Israel’s prime minister has increased the amount of occupied territory he wants to keep after any peace deal with the Palestinians, state media reported on Thursday, a move that could complicate U.S.-backed efforts to reach an accord.
Benjamin Netanyahu’s spokesman declined to comment on the report he had added a bloc of Israeli-settled land near the Palestinian governmental seat in the occupied West Bank to a list of enclaves Israel intends to retain.
That would leave 13 percent of the West Bank in Israeli hands, Israel’s Army Radio said, a prospect likely to dismay Palestinians who want the area for a future state. There was no immediate comment from Palestinian President Mahmoud Abbas.
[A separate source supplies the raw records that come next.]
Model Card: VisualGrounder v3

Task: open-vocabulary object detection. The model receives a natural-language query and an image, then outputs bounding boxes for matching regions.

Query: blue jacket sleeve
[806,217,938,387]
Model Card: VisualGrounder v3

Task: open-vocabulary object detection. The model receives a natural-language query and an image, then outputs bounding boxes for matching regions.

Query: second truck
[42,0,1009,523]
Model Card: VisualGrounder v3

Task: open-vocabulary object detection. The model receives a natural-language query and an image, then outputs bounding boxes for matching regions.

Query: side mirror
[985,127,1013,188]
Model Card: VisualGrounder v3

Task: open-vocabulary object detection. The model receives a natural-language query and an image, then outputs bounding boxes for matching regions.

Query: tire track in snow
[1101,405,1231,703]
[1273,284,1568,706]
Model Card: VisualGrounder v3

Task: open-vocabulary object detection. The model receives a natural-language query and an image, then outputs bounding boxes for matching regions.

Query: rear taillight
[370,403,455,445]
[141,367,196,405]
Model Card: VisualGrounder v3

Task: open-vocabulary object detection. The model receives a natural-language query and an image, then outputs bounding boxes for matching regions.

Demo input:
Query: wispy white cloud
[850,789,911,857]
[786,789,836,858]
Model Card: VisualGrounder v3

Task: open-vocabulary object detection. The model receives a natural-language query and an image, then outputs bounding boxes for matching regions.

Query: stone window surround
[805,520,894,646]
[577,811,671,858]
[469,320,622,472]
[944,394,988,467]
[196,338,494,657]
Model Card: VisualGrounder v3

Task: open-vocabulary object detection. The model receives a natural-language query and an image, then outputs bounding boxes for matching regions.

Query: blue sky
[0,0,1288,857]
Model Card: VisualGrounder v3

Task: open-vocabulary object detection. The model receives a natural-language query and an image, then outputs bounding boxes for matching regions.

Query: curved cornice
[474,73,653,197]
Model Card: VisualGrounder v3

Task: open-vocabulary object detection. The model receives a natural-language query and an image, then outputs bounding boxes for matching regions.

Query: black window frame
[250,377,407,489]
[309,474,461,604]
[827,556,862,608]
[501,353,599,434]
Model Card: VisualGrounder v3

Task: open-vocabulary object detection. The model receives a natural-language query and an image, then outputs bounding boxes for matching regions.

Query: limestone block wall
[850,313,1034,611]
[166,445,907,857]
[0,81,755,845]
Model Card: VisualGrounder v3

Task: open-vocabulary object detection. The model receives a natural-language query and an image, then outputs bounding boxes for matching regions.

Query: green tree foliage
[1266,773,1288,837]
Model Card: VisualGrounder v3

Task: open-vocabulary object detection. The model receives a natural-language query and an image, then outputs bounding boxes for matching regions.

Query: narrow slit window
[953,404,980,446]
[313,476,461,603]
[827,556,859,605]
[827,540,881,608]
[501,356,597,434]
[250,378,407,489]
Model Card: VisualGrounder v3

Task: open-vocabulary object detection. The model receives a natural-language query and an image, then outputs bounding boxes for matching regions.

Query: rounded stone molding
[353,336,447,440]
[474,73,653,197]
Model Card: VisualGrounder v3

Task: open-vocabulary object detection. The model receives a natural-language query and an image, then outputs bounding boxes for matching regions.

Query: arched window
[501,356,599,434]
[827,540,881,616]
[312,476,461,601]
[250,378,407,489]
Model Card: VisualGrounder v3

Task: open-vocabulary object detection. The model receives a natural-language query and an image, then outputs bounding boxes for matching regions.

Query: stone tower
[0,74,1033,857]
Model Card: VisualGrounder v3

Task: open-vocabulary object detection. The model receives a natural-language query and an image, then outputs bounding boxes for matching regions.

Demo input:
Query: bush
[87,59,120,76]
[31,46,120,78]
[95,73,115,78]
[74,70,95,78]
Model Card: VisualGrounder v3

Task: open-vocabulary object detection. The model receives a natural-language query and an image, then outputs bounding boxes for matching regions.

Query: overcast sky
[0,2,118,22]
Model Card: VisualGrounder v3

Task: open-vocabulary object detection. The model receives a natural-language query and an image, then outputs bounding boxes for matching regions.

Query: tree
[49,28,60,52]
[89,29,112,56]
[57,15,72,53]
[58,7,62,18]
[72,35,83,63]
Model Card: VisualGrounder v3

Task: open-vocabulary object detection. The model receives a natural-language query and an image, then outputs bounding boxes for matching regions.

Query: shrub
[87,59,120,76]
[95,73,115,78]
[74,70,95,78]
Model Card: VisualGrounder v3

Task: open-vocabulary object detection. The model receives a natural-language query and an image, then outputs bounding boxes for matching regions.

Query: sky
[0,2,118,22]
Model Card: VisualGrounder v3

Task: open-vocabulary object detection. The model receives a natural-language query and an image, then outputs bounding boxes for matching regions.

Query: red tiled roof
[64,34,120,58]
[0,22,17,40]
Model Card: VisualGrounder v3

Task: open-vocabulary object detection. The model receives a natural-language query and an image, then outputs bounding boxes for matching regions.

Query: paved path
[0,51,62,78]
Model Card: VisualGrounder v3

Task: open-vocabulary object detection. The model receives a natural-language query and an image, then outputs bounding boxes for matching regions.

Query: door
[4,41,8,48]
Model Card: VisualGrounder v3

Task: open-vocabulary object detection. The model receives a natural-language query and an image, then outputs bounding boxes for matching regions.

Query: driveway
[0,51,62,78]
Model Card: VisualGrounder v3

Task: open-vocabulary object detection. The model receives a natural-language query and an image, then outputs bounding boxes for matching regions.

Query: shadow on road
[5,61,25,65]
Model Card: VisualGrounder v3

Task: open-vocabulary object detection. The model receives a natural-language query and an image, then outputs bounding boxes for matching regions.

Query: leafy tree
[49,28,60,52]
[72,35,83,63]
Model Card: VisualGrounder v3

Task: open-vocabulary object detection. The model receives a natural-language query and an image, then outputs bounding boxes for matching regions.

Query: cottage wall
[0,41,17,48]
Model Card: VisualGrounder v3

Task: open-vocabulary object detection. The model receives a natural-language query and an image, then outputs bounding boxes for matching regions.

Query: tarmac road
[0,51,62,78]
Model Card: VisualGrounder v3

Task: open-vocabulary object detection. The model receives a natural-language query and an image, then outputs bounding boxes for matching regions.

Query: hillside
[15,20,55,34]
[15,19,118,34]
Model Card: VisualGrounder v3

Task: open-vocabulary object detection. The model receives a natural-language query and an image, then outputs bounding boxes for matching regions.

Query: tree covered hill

Netanyahu had also departed from past peace blueprints that had envisaged an equal trade of land inside Israel for any West Bank areas it retained, the radio station said.
Instead, Netanyahu has offered to buy some of the settlement land from the Palestinians, but they had rejected such a deal, it added.
The station attributed its information to an anonymous source familiar with the details of five-month-old, U.S.-brokered peace talks between Israel and the Palestinians.
According to the report, Netanyahu told U.S. Secretary of State John Kerry that Israel intends to hold on to the Beit El settlement enclave in addition to the Etzion, Maale Adumim and Ariel blocs it has long said it would keep.
Beit El, north of Jerusalem, is next to the Palestinian city of Ramallah, where the Palestinian Authority run by Mahmoud Abbas is headquartered.